Cosa succede se decidi di NON pagare?
Molti utenti si chiedono: “Se ignoro la richiesta di pagamento di Poste, vado incontro a sanzioni?”. La risposta è no, ma ci sono conseguenze tecniche importanti da conoscere per non trovarsi la porta chiusa in faccia proprio quando devi scaricare un referto medico o controllare la tua pensione.

Lo SPID diventa inutilizzabile
Se non saldi il canone annuale di 6€, Poste Italiane disabiliterà le tue credenziali. Questo significa che quando proverai a fare il login su siti come INPS, Agenzia delle Entrate o nel tuo Fascicolo Sanitario, riceverai un messaggio di errore. Non potrai più generare il codice OTP o autorizzare gli accessi tramite App PosteID.

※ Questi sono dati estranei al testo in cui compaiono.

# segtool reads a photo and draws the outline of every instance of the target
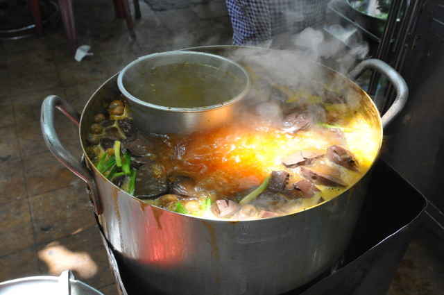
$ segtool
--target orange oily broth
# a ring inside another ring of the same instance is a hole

Se il tuo SPID viene disattivato per mancato pagamento, non svanisce nel nulla immediatamente. Hai tempo fino a 2 anni dall’ultima volta che hai effettuato l’accesso al portale di Poste per regolarizzare la tua posizione e rinnovare l’identità. Se superi questa finestra temporale senza mai aver effettuato il login o senza aver rinnovato il servizio, la tua identità digitale verrà revocata definitivamente. In quel caso, dovrai ripetere da zero tutta la procedura di identificazione (che spesso è a pagamento se fatta di persona).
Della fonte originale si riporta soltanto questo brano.